Originally Posted by trumptman
JUSTICE KENNEDY: But the reason, the reason this is concerning, is because it requires the individual to do an affirmative act. In the law of torts our tradition, our law, has been that you don't have the duty to rescue someone if that person is in danger. The blind man is walking in front of a car and you do not have a duty to stop him absent some relation between you. And there is some severe moral criticisms of that rule, but that's generally the rule.
The court is discussing and may decide whether you are your brother's keeper. People can make fun of Ayn Rand but damn is she prophetic.
I think most people want to help others and most would certainly help the proverbial blind man stepping into traffic.
I think the critical issue here is the compulsion*.

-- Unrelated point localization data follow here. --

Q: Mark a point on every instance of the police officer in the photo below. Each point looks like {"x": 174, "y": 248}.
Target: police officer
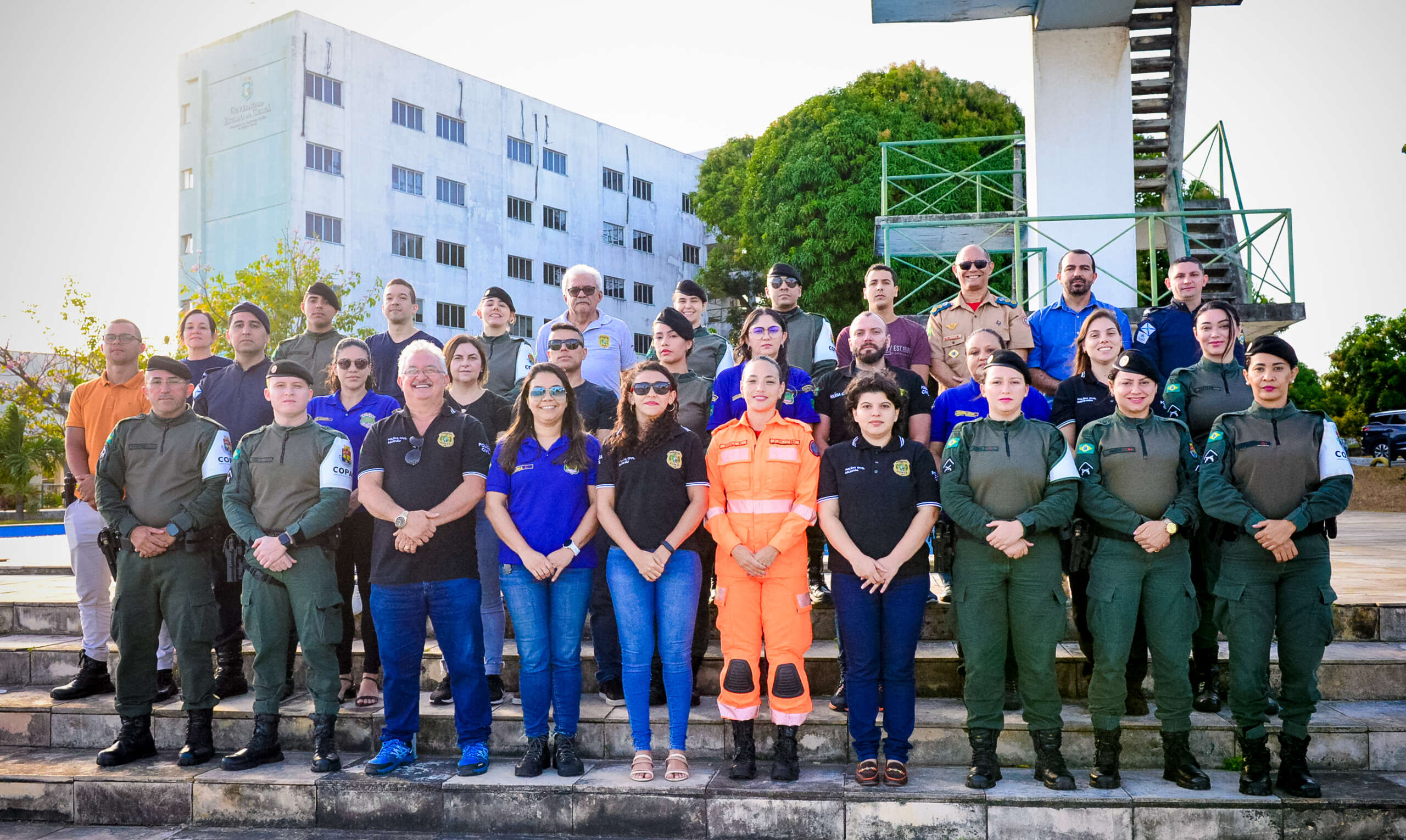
{"x": 315, "y": 346}
{"x": 159, "y": 485}
{"x": 1277, "y": 478}
{"x": 1139, "y": 488}
{"x": 1008, "y": 485}
{"x": 289, "y": 486}
{"x": 1197, "y": 395}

The question that arises here is what does society and liberty look like under a regime of compelling this behavior. Is it the morally right thing to do? It is the morally healthy thing to do? What does that society look like long term.
There are certain counter-intuitive things that ought to be considered in this debate:
1a. Despite lack of central
(i.e., government) planning tons of things happen with great consistency, success and even precision.
1b. Whenever and wherever central
(i.e., government) planning is implemented it leads to terrible shortages, inefficiencies and failures.
2a. Despite government mandated Samaritanism, people get taken care of, usually very well.
2b. Government mandated Samaritanism is very likely to lead to less
morality in society, not more.
3a. Greater personal, political and economic liberty tends to lead to greater order and stability.
3b. Greater control and restriction of personal, political and economic freedom tends to lead to greater chaos and instability.
Obamacare (among other initiatives) shoots for the trifecta of 1b, 2b and 3b.
Unfortunately those who advocate 1b, 2b and 3b sort of have the positive language and short-term
effects on their side. Word like "planning", "control" and "helping others" all seem to be positive words...and they are
. But in the context we're speaking of they are double-edged (s)words.
*What's especially ironic about this compulsion is that advocacy for it typically comes from our leftist friends who, for a long time now, have been telling us that we can't legislate morality.